There are lots of O(N^2) sorting algorithms, with different constant factors. Bubble sort is one of the worst; see Knuth (v. 3, of course) for a detailed analysis. If you're dealing with a small list or a nearly-sorted list, you should probably use insertion sort. (Or, in some special cases, you might want selection sort or merge sort instead.)

I have yet to find any case, anywhere, where bubble sort is the right choice. If I ever teach an introductory algorithms class, I will probably omit bubble sort.

My favorite AlGoreithm

[SecurityGuy]

Gotta be inventing the Internet! How could you top that?

Re:My favorite algorithm

[seanadams.com]

Lather. Rinse. Repeat.

This fails the first requirement of an algorithm, according to Knuth:

1 Finiteness. An algorithm must always terminate after a finite number of steps.
- Knuth, TAOCP Vol 1, Page 4

You know there's some guy still in the shower...

1000 is too naive

[B.D.Mills]

500 deep algorithms, 1000 is maturity? To me this sounds a bit like like Bill Gates saying that 640K is enough for anyone, or the ancient Greeks saying that mathematics is mature because Euclid has codified his geometric axioms, or the head of the US patent office saying that everything's been invented in 1899. (All of which are probably apocryphal, but I digress.)

It's too premature.
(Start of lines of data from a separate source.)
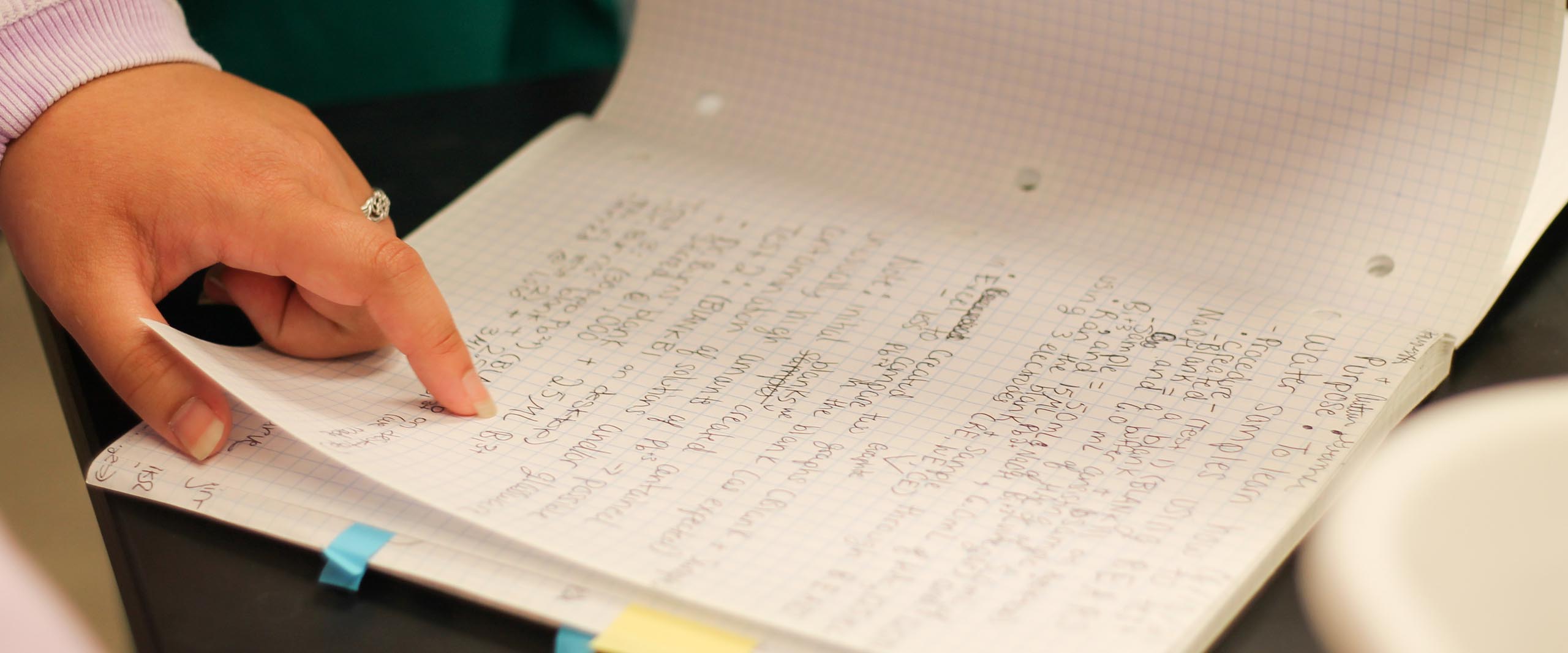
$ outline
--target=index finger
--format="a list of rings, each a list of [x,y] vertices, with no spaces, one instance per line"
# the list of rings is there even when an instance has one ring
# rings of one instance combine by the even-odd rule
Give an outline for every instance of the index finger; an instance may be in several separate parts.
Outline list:
[[[270,235],[245,243],[245,256],[226,262],[364,306],[437,402],[458,414],[492,418],[495,402],[419,253],[358,210],[309,202],[293,215],[287,223],[298,228],[274,223],[263,231]]]

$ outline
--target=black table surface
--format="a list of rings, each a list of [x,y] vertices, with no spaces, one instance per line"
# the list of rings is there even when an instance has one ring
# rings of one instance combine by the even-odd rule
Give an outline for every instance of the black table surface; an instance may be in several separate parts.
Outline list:
[[[400,232],[450,202],[571,113],[588,113],[610,72],[320,110],[365,177],[394,198]],[[1568,372],[1568,226],[1546,232],[1435,397]],[[237,309],[196,306],[199,278],[160,303],[187,333],[254,344]],[[34,300],[36,301],[36,300]],[[38,306],[34,306],[38,308]],[[83,468],[136,424],[42,309],[39,331]],[[358,593],[318,586],[321,557],[163,505],[91,491],[141,651],[549,651],[554,631],[372,571]],[[1287,562],[1217,651],[1317,651]]]

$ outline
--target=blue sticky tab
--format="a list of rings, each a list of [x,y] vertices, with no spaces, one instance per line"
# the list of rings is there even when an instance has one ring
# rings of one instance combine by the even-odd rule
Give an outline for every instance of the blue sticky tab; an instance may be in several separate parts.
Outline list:
[[[343,529],[326,545],[326,567],[321,570],[321,581],[328,586],[342,587],[350,592],[359,590],[359,581],[365,578],[365,567],[370,556],[381,551],[381,546],[392,538],[392,534],[375,526],[356,523]]]
[[[555,653],[593,653],[588,642],[593,636],[579,629],[561,626],[555,631]]]

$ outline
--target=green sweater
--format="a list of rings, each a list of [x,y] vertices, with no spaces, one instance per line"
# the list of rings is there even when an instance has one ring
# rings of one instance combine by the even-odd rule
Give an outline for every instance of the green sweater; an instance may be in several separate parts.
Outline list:
[[[613,67],[616,0],[183,0],[229,72],[309,105]]]

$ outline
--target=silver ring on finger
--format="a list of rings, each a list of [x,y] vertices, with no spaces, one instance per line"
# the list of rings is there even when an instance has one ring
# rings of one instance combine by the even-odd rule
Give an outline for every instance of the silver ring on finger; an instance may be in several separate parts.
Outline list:
[[[392,215],[392,199],[387,198],[384,190],[372,188],[370,199],[365,199],[365,202],[359,206],[359,212],[365,213],[370,221],[379,223]]]

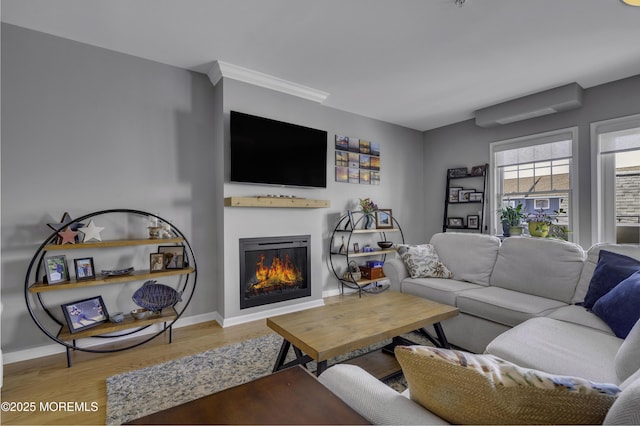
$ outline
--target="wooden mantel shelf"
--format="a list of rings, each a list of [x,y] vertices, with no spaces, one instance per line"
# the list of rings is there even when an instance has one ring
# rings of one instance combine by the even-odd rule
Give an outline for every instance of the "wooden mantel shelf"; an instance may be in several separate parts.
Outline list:
[[[225,207],[280,207],[318,209],[329,207],[328,200],[286,197],[226,197]]]

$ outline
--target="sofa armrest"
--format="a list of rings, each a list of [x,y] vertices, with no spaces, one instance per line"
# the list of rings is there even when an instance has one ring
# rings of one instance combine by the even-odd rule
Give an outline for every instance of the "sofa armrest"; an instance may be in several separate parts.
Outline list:
[[[404,262],[402,259],[398,257],[394,257],[393,259],[387,259],[382,265],[382,269],[384,270],[384,274],[389,279],[389,283],[391,284],[391,290],[400,291],[402,280],[409,277],[409,271],[407,271],[407,267],[404,266]]]
[[[334,365],[319,380],[372,424],[448,424],[358,366]]]

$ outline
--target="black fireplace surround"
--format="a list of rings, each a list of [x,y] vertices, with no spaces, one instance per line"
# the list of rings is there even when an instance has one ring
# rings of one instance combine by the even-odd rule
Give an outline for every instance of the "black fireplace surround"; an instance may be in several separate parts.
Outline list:
[[[240,309],[311,296],[310,235],[240,239]]]

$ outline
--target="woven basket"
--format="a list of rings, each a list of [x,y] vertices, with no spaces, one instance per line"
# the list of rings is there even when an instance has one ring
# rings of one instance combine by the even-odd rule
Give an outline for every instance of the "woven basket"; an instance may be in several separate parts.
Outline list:
[[[399,350],[400,349],[400,350]],[[411,399],[455,424],[602,424],[614,397],[496,386],[482,374],[396,348]]]
[[[158,284],[155,280],[149,280],[133,293],[132,299],[136,305],[157,313],[180,302],[181,296],[182,292],[177,292],[168,285]]]

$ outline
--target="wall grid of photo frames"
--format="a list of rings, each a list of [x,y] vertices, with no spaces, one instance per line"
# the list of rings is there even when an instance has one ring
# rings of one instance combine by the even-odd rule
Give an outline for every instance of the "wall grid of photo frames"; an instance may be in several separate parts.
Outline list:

Computer science has been around for little over half a century. Who knows what will be discovered in the centuries ahead? Mathematics is the source of many algorithms, yet new discoveries are being made in mathematics even now. Don't stop searching when we get to 1000. There's still going to be many new and wondrous algorithms to discover for the geniuses of the future.

Re:Bubble Sort?

[coyote-san]

Why are you writing sorting routines anyway?

The fastest sort to write is the call to the library sort. qsort().

The lowest chance of writing a bug into a sort is the library sort. qsort().

The best known sort is the library sort. qsort().

Obviously other languages may have different library sorts, but IMHO any C/C++ developer who claims ignorance of qsort() is immediately and ruthlessly demoted to "2 years experience with little likelihood of succeeding in the field" category. This is a hard line, but I have yet to hear any reasonable excuse for being ignorant of the basic tools of your profession and being proud of it.

There are rare circumstances where I'll write my own sorts... but only after looking HARD for a way to call the library sort, and only because I've had a full year of graduate-level algorithms. Writing a good sort routine is *hard*, and it should only be done by people who know sorts cold. E.g., can you provide the running time and worst case performance of quick sort, Shell sort and heap sorts, and when those sorts might be worth the the effort instead of using the standard library sort?